Red Hat Bugzilla – Bug 203705
GFS2 OOPS removing files
Last modified: 2007-11-30 17:07:33 EST
Version-Release number of selected component (if applicable):
latest git code from gfs2-2.6.git and latest CVS HEAD checkout for userland
Setup a 2 node cluster sharing a gfs2 block device.
Run "dbench -D /mnt/point/node1 5" and "dbench -D /mnt/point/node2 5"
on node1 and node2 of the cluster.
One of the node will OOPS (see attachment with kern.log) and the other
stall (no oops or log)
Created attachment 134699 [details]
One odd thing here is that the assertion that was triggered in on line 287
rather than 286 (as the oops claims) so perhaps gcc was having an off day. It
rather looks like two sets of error messages on top of each other, but I think
I've got a fair idea of where the error is occuring. For the avoidance of doubt,
can you tell me the last commit in the git tree that you are using?
We did fix something very similar to this in:
5dd9feafb351a8bf304292623cbc63335c34d279 but I suspect that this is long enough
ago that its in your kernel since you say that you are using the latest git tree.
Also one more question; does the oops occur straight away or after the dbench
processes have been running for a few seconds/minutes ?
the off by one line might have been introduced in the patch i did post as RFC here:
and since than i did merge constantly from your tree.
The last commit in your tree i have is:
Author: Steven Whitehouse <email@example.com>
Date: Tue Aug 22 16:25:50 2006 -0400
as it was available approx 60 minutes before the bug report.
I did run dbench with 1 thread on each node 600 secs and it did work fine.

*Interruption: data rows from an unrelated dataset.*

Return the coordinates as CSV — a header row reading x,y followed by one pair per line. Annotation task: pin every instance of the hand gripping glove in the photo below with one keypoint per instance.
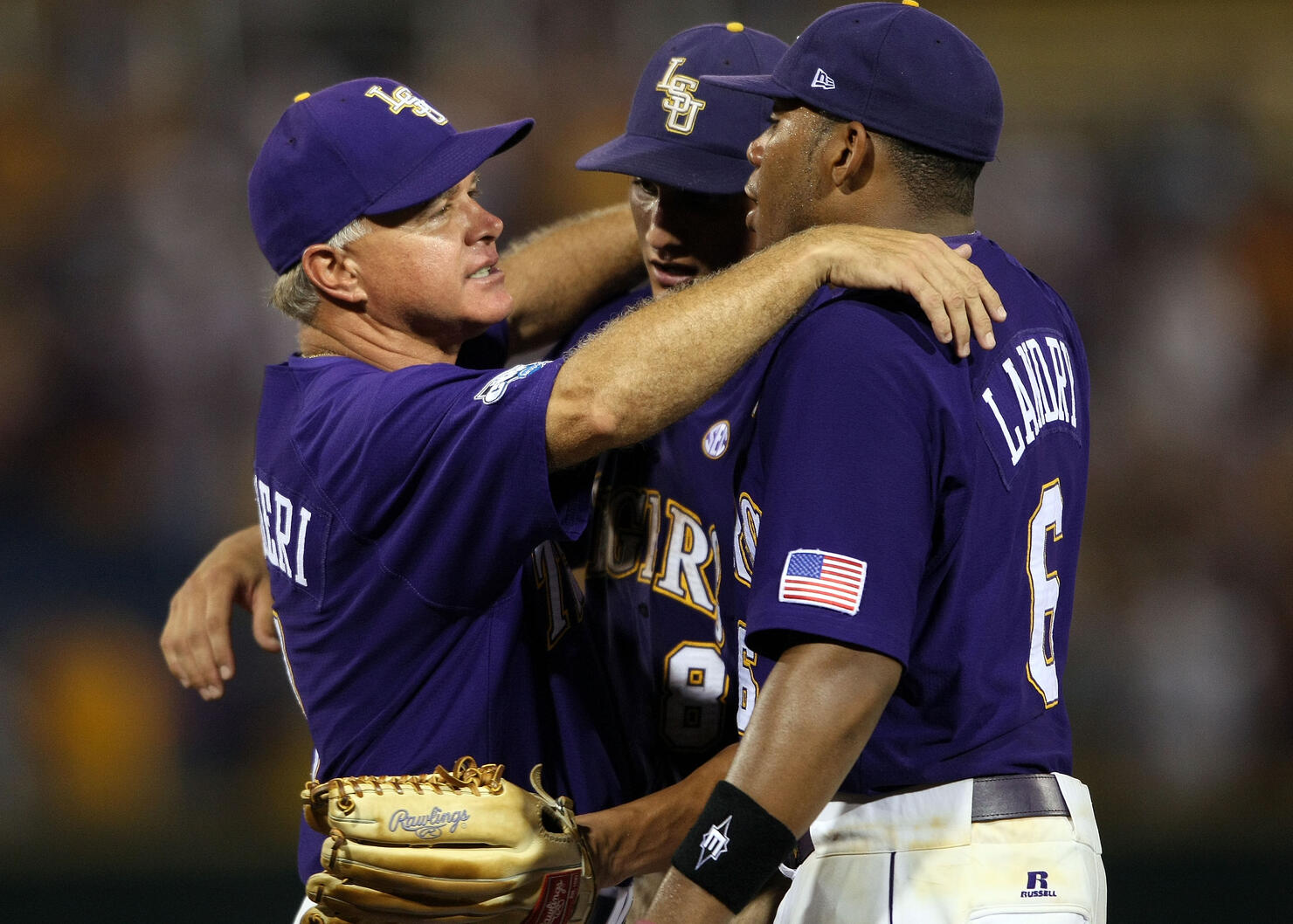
x,y
453,846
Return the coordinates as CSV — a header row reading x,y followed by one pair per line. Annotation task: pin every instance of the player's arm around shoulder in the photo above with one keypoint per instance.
x,y
564,271
659,363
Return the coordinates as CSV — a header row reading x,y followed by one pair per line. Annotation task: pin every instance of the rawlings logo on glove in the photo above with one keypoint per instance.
x,y
449,846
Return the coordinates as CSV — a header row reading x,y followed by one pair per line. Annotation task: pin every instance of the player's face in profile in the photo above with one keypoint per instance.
x,y
684,234
784,186
430,269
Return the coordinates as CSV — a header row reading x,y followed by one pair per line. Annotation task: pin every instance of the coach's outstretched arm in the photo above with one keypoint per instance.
x,y
559,272
661,362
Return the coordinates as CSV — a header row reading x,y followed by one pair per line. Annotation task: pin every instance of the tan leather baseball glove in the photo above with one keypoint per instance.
x,y
463,845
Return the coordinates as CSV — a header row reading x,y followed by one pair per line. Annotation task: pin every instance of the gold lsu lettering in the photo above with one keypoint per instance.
x,y
679,101
660,541
401,99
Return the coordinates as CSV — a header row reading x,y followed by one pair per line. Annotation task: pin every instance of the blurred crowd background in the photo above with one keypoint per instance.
x,y
1144,171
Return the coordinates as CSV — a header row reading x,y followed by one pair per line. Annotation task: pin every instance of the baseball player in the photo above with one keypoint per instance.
x,y
907,533
654,541
410,507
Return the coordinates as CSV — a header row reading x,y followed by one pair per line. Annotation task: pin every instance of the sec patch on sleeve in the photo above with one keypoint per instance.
x,y
821,578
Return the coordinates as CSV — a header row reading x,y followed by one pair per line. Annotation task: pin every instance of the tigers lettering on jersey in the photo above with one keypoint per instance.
x,y
293,538
660,543
1031,390
679,101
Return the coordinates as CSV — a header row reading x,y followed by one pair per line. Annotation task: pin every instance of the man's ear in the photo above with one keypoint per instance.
x,y
334,274
851,155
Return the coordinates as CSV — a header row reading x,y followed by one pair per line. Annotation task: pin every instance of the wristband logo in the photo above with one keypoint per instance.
x,y
714,842
431,824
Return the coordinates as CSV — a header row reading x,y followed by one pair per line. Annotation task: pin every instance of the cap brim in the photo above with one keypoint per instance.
x,y
447,163
759,84
673,164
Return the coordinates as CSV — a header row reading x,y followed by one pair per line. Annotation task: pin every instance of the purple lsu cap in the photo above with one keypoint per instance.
x,y
360,148
683,131
896,69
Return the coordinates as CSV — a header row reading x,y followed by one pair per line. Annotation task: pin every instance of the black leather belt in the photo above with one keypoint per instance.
x,y
1026,795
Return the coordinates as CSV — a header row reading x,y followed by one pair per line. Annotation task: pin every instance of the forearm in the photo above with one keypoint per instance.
x,y
640,837
562,272
662,361
798,713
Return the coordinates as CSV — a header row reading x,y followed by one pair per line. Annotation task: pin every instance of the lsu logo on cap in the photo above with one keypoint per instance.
x,y
401,99
679,99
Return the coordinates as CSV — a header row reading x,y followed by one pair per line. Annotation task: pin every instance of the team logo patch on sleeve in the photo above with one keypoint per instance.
x,y
823,579
497,387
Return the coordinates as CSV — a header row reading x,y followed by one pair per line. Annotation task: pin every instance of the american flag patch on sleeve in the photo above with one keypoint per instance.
x,y
823,579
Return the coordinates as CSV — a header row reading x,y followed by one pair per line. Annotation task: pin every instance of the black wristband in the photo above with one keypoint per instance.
x,y
733,848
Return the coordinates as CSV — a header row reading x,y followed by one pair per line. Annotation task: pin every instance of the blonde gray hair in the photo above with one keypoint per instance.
x,y
294,293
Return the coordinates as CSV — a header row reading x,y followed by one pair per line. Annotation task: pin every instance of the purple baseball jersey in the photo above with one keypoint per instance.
x,y
656,552
427,613
895,498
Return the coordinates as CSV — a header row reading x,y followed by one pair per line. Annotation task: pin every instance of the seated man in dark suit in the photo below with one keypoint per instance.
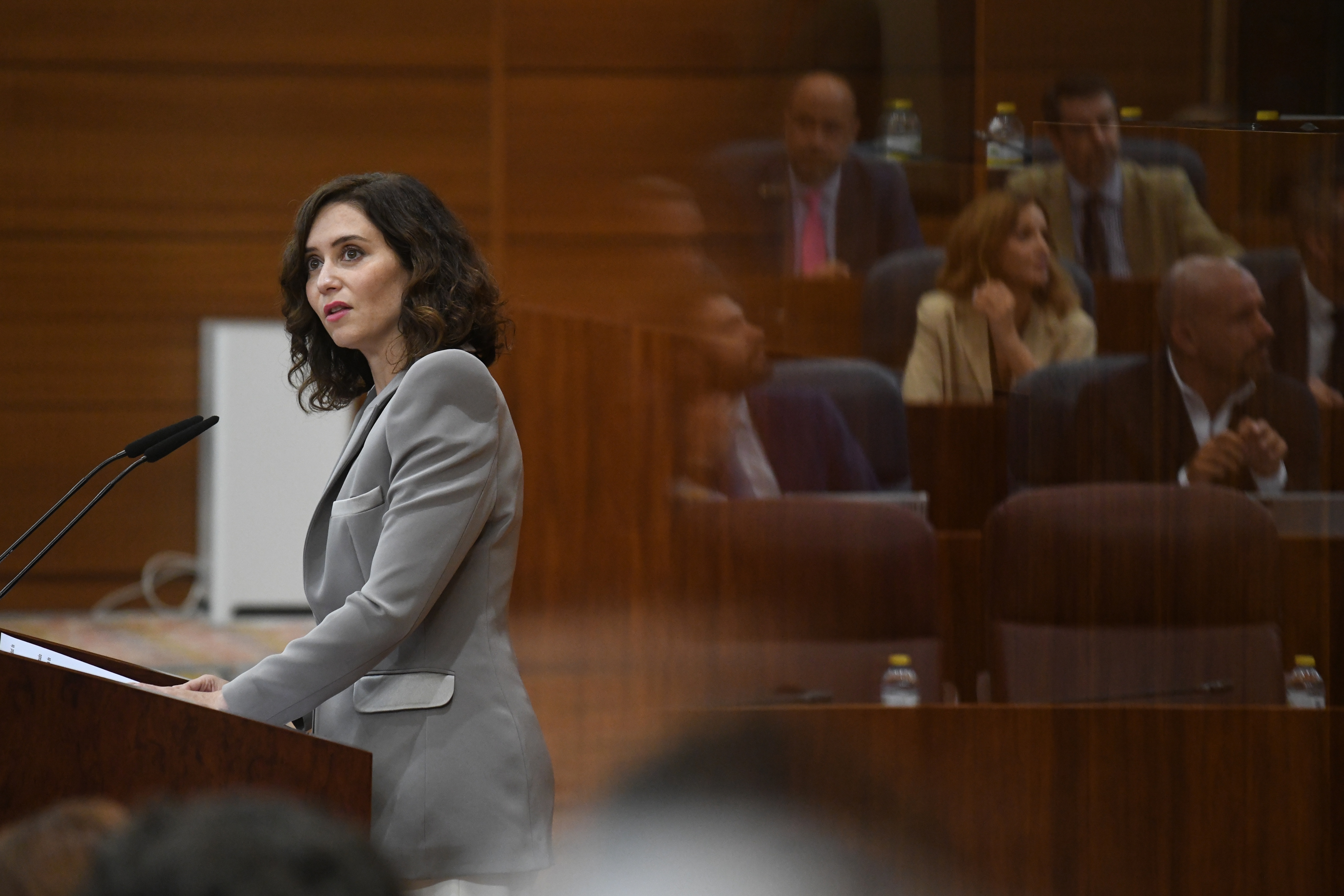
x,y
1207,409
749,442
810,207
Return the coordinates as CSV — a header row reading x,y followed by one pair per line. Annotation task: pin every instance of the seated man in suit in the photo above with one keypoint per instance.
x,y
812,206
1207,409
747,442
1117,218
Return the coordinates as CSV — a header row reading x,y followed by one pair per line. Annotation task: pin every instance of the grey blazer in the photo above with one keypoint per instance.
x,y
408,567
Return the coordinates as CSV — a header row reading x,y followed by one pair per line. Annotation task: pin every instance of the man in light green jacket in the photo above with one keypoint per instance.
x,y
1116,218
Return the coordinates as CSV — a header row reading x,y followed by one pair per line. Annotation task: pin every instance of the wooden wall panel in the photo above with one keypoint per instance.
x,y
575,139
187,152
646,34
108,362
249,33
701,35
72,277
154,158
1151,50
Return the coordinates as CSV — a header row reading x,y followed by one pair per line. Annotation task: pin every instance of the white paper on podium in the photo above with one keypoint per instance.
x,y
34,652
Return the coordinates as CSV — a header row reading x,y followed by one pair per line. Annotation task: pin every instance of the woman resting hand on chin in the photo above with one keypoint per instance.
x,y
409,558
1003,308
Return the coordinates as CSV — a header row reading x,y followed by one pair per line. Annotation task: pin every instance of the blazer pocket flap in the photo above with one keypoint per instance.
x,y
358,504
394,691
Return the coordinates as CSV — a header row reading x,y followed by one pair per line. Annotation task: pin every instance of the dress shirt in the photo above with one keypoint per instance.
x,y
1109,214
1320,330
1207,428
750,475
830,190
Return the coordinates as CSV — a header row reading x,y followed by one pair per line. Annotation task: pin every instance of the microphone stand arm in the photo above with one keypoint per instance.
x,y
47,515
70,526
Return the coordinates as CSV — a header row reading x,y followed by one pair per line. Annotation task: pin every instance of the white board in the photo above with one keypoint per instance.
x,y
263,469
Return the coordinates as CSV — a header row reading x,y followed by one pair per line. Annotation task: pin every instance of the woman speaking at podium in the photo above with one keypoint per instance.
x,y
410,553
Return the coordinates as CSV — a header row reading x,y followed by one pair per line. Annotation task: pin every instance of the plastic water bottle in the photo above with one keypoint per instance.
x,y
1304,684
900,684
1265,120
1007,146
902,138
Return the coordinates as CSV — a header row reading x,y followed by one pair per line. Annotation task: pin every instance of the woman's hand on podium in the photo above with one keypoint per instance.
x,y
209,691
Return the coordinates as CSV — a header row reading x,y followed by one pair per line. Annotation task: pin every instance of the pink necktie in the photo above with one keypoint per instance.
x,y
814,251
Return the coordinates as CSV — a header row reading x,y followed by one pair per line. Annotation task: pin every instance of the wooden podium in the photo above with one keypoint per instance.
x,y
66,734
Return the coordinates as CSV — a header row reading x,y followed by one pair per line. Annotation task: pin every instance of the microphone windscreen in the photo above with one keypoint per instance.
x,y
139,447
174,442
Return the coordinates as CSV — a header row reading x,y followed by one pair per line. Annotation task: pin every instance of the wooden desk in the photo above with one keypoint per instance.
x,y
807,319
959,455
1053,800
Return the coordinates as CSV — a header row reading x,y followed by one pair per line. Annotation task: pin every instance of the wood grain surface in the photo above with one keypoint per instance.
x,y
1076,800
69,734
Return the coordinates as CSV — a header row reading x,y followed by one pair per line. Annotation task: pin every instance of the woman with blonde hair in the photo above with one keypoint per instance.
x,y
1003,307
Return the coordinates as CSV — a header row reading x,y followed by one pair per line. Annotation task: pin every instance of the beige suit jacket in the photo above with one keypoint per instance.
x,y
1162,217
949,362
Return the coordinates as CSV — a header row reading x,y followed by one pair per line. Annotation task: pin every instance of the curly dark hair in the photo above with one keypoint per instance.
x,y
452,300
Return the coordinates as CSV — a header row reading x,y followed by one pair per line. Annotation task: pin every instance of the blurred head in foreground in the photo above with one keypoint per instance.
x,y
728,815
238,847
49,854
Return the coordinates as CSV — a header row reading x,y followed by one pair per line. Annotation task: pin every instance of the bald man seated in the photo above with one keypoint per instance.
x,y
810,207
1207,408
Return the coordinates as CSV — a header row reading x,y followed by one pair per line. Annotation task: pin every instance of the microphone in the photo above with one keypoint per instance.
x,y
151,455
134,449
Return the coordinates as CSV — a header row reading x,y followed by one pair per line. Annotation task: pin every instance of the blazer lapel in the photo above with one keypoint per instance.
x,y
1174,434
1136,223
773,193
359,433
1054,198
974,339
854,206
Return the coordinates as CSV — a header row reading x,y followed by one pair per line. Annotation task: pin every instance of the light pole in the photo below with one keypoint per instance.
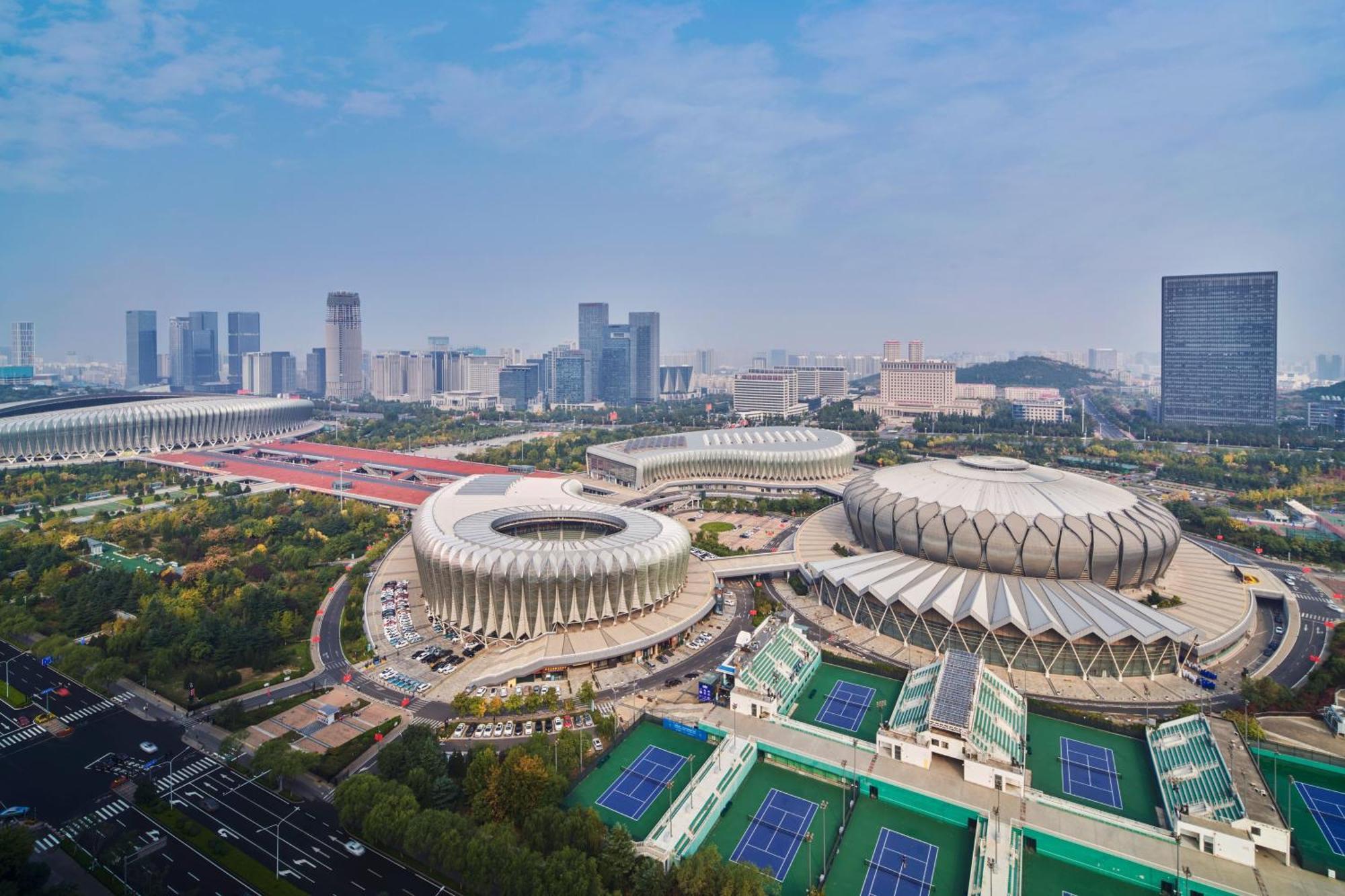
x,y
279,822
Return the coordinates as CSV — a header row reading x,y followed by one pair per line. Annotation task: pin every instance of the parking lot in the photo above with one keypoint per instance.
x,y
751,532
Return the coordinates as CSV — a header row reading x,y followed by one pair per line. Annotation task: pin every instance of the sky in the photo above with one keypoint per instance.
x,y
766,174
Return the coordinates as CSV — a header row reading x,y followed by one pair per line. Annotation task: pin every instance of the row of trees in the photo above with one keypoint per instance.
x,y
496,825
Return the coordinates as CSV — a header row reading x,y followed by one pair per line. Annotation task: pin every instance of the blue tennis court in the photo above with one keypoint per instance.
x,y
847,705
900,866
1089,771
641,782
1328,807
775,833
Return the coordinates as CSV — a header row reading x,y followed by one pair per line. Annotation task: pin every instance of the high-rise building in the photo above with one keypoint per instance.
x,y
268,373
22,343
518,386
345,350
767,393
142,349
315,372
1221,349
594,339
618,366
244,338
645,362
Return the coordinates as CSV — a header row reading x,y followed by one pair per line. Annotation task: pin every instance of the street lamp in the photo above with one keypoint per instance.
x,y
279,822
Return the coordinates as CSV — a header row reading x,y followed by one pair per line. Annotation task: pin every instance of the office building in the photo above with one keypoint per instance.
x,y
268,373
767,393
24,343
244,338
518,386
345,350
1039,411
1219,348
315,372
594,317
142,349
645,361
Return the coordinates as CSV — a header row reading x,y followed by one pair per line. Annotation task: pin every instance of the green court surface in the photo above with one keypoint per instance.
x,y
953,866
731,826
814,694
1315,850
645,735
1047,876
1139,784
114,560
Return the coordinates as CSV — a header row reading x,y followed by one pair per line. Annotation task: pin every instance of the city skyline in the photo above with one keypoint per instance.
x,y
821,158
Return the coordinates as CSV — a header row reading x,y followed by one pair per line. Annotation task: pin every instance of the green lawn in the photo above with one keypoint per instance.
x,y
953,862
648,733
1139,784
814,694
740,810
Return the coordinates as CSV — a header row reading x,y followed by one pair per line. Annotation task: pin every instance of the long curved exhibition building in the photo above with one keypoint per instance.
x,y
107,425
1016,563
754,454
516,557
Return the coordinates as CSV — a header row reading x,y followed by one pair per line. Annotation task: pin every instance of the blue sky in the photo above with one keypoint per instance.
x,y
812,175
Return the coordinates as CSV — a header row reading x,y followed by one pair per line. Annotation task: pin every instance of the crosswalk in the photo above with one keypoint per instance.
x,y
103,705
80,825
186,774
22,735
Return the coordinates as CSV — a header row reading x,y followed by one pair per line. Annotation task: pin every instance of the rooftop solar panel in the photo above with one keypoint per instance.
x,y
956,692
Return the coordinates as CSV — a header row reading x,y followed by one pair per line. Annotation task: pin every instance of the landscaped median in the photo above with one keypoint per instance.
x,y
13,696
224,853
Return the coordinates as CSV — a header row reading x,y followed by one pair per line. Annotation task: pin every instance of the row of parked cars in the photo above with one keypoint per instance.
x,y
395,598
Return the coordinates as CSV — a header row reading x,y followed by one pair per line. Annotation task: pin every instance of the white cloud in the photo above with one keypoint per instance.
x,y
372,104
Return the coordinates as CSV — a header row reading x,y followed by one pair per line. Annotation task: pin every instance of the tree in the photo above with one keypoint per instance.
x,y
283,760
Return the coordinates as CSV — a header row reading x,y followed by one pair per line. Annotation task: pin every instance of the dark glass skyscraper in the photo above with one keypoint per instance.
x,y
142,349
1219,349
592,339
244,338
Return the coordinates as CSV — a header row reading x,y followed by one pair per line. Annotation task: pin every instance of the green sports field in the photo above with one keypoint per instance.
x,y
953,866
1312,844
739,811
646,733
1047,876
814,694
1139,784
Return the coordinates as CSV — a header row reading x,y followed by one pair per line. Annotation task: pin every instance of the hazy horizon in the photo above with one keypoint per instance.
x,y
802,175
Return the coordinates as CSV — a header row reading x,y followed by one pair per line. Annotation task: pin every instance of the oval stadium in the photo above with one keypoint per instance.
x,y
107,425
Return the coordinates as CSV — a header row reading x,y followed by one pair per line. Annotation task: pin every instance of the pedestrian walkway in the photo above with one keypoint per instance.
x,y
71,719
185,774
80,825
22,735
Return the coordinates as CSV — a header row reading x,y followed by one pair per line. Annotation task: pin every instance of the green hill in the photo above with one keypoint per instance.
x,y
1032,372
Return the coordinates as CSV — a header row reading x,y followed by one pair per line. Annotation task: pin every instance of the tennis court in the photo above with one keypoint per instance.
x,y
938,853
847,705
744,829
1089,771
847,701
592,788
642,782
1328,809
775,833
1136,784
900,866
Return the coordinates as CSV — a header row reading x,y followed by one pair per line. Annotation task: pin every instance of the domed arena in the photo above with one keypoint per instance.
x,y
1020,564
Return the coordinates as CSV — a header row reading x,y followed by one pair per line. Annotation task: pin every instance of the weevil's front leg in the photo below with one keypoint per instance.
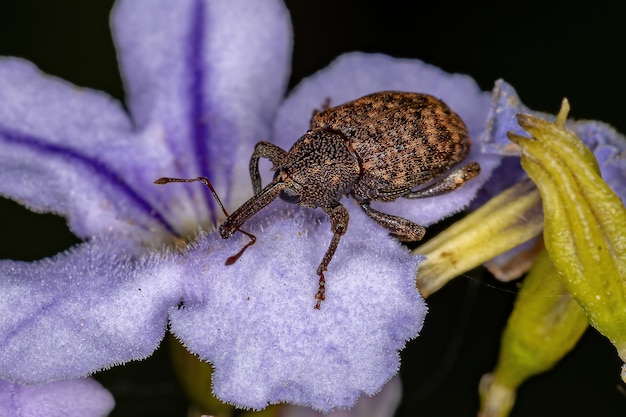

The
next i did fire up with 5 and got the OOPS. tested and reproduced 3 times in a
raw to make sure it was not lunar rays hitting the fiber cable to the SAN.
PS Just let me know if you want any patch tested or so. The setup is clearly not
in production and we can play with it as much as we like.
Created attachment 135198 [details]
Here is a patch which should allow grabbing some extra information about the
bug that you've uncovered. Sorry for the delay in getting back to you I've had
a bit of a backlog of things recently.
I've looked through all the code in that area (freeing and deallocation of
inodes) and I can't see the problem, so hopefully this patch will gather enough
information to point us in the right direction. So if you have time to run this
then it would be very useful to know the results. I have also committed
recently a number of patches and also updated the origin branch to Linus'
latest kernel. I don't think any of them would have a bearing on this
particular bug, but it is probably as well to update anyway, so then we are
both working from the same baseline.
Also, regarding your patch of 19th July, moving lm_interface.h is probably a
good plan long term. I've left it in its current position for now just because
RHEL5 test1 was not frozen. Now it is, that can be moved easily enough without
causing any undue problems. What we don't want to do though is to add the
exports for GFS1 to the git tree. The git tree is intended to go upstream and
GFS1 will remain a patch to the kernel, which is why the exports are a separate
patch in FC6/RHEL5t1. If you want to send me a cleaned up version without the
GFS1 changes, then I'll commit it to my tree. Its best to send it direct to me
rather than via the list (but feel free to cc the list as well).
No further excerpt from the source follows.